MIEUX UTILISER LES DONNÉES…

Les données permettant de cartographier la précarité énergétique ont été répertoriées pour l’étude. Et elles sont nombreuses comme le souligne Valérie-Anne Lencznar : les enquêtes sur le logement pour identifier les passoires thermiques, les diagnostics de performance énergétique (DPE), les données individuelles de consommation via les compteurs communicants, les données agrégées de consommation, celles issues de l’autoconsommation, le prix de l’énergie, les jeux de données disponibles en open data, les chèques énergie, les mécanismes des certificats d’économie d’énergie (CEE) ou encore les objets connectés.

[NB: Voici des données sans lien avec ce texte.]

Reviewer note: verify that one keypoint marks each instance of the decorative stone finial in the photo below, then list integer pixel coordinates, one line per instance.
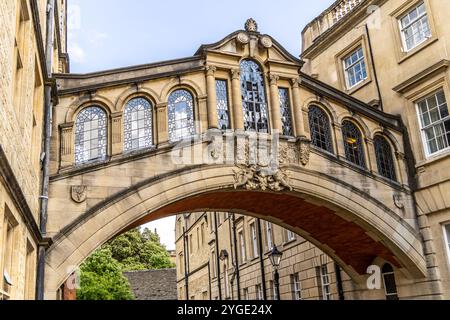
(251, 25)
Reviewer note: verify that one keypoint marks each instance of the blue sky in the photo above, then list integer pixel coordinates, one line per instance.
(108, 34)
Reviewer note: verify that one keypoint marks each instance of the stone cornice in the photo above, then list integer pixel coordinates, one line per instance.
(335, 32)
(68, 82)
(388, 120)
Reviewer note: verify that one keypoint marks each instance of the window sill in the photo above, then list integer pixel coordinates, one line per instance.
(359, 86)
(441, 155)
(406, 55)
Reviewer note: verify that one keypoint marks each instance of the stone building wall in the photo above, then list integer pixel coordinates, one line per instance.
(299, 257)
(153, 284)
(22, 77)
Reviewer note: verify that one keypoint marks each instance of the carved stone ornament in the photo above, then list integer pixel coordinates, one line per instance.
(79, 193)
(261, 178)
(399, 201)
(243, 38)
(266, 42)
(288, 153)
(215, 147)
(304, 146)
(251, 25)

L’association s’est également intéressée aux nombreux acteurs et organisations de la lutte contre la précarité énergétique et le constat est sans appel : « tous ces acteurs aux leviers d’action complémentaires ne communiquent pas, ce qui est préjudiciable à la bonne prise en compte de la précarité énergétique », regrette la déléguée générale. « La lutte contre la précarité énergétique et la question des données sont toutes les deux confrontées à des problématiques propres, qui complexifient leurs interactions, et rendent nécessaire une appréhension commune par les acteurs concernés », souligne le rapport.

…QUATRE PISTES À EXPLORER

Un constat qui a conduit l’association Think Smartgrids à formuler quatre pistes d’exploration pour une meilleure utilisation, à l’avenir, des données de l’énergie. À commencer par la mise en place d’une organisation de la gouvernance des données qui favoriserait les partenariats publics/privés pour intégrer de nouveaux acteurs, notamment issus des communautés, des cabinets d’ingénierie, etc. « On pourrait ainsi arriver à l’émergence de nouvelles politiques publiques sociales numériques pour lutter contre la précarité énergétique », commente Valérie-Anne Lencznar. Une deuxième proposition concerne les moyens à mettre en œuvre pour accompagner et former les territoires et les populations en situation de précarité à l’utilisation de données et des outils numériques : notamment par le biais d’ateliers de sensibilisation sur le terrain, mais aussi en formant mieux les territoires aux compétences digitales et en les aidant à faire connaître les aides financières disponibles. L’enjeu étant aussi de donner des outils concrets au consommateur afin qu’il puisse agir sur sa consommation. L’association propose enfin des pistes pour mieux collecter et utiliser les différents indicateurs et nouvelles sources de données et surtout pour communiquer autour de la data, un autre moyen de montrer son impact sociétal, durable et mesurable à travers la mise en place d’une plateforme centralisée à la disposition des acteurs de l’écosystème. « Il me paraît important de démontrer auprès du grand public les bénéfices de cette data qui est souvent vécue comme intrusive alors qu’elle peut, au contraire, devenir un outil d’aide, capable d’engendrer des économies en euros mais aussi en tonnes de CO2 …à partir du moment où on la comprend », ajoute la directrice générale de Think Smartgrids.